Lo conosci: una casa di produzione infila qualche corpo nudo in corsetti del XVIII secolo, lo chiama "biopic di una regina scandalosa" e lo vende come un serio dramma storico. Questa è Histo-Sexploitation — non una truffa, ma nemmeno una forma d'arte. La cornice storica diventa una giustificazione, la nudità una valuta.
La meccanica funziona elegantemente: ti serve un libro di storia sgualcito, un aneddoto su una personalità "controversa", preferibilmente con un po' di scandalo. Poi allestisci i set, ingaggi l'attrice nota che si spoglia per la "visibilità" e giustifichi ogni scena di sesso dicendo che ha un "contesto storico" o "mostra la lacerazione psicologica del personaggio". Festival e critici applaudono, perché la seta e la storia dell'arte creano un mantello protettivo. Lo spettatore paga come per il vero cinema — ma la tensione sta nelle camere da letto, non nelle motivazioni.
Sul set lo riconosci subito: la regia si preoccupa dell'illuminazione della pelle, non dei volti. Il montaggio indugia — decisamente più a lungo di quanto sia drammaturgicamente necessario. La colonna sonora viene pompata orchestralmente quando si entra nel vivo. I dialoghi prima sono esili, dopo anche. È il vecchio playbook dello sfruttamento con parrucche e costumisti.

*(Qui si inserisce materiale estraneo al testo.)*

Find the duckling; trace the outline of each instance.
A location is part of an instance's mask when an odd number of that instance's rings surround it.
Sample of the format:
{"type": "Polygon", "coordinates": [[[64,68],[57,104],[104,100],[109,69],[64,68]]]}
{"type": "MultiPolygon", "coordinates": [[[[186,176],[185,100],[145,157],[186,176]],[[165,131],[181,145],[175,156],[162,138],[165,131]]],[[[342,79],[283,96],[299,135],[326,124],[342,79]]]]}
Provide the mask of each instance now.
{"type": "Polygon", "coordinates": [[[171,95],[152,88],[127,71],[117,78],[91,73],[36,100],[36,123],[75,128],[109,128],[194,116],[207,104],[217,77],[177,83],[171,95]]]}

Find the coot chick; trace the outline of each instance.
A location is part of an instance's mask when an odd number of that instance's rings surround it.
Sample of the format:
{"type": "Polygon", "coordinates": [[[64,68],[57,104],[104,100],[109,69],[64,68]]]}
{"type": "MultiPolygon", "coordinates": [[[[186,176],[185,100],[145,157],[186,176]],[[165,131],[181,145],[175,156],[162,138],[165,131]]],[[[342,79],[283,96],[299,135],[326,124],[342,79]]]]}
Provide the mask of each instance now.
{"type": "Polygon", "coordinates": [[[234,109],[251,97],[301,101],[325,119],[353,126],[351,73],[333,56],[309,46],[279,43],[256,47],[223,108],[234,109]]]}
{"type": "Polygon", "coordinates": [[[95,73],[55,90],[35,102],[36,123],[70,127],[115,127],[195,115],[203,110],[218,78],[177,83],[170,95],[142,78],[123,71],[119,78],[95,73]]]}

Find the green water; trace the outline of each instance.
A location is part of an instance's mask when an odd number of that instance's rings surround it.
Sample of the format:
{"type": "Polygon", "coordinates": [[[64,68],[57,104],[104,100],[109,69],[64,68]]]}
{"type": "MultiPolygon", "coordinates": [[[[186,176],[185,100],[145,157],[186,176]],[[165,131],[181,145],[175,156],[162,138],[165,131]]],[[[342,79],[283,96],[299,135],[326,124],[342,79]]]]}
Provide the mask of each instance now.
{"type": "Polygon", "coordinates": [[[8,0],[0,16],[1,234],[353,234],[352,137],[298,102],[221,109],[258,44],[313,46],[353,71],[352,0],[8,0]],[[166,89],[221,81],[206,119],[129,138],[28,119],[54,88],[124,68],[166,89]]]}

Il problema non è la nudità in sé — che può essere onesta, parte di una storia. L'Histo-Sexploitation è il contrario: usa la storia come alibi. Spoglia il materiale storico della sua complessità per giustificare scene di letto che non hanno alcuna funzione drammaturgica se non la vendita di biglietti. La differenza con un vero dramma storico è il focus — dove si trova l'energia narrativa? Nelle implicazioni politiche o nelle lenzuola?
In pratica: se una scena non funziona, sia storicamente che emotivamente, viene tagliata — a meno che non mostri pelle. Allora rimane. Questo è il test. E sì, ci sono zone grigie. Ma riconosci l'Histo-Sexploitation dal disagio: la sensazione che la storia sia un pretesto, non un carburante.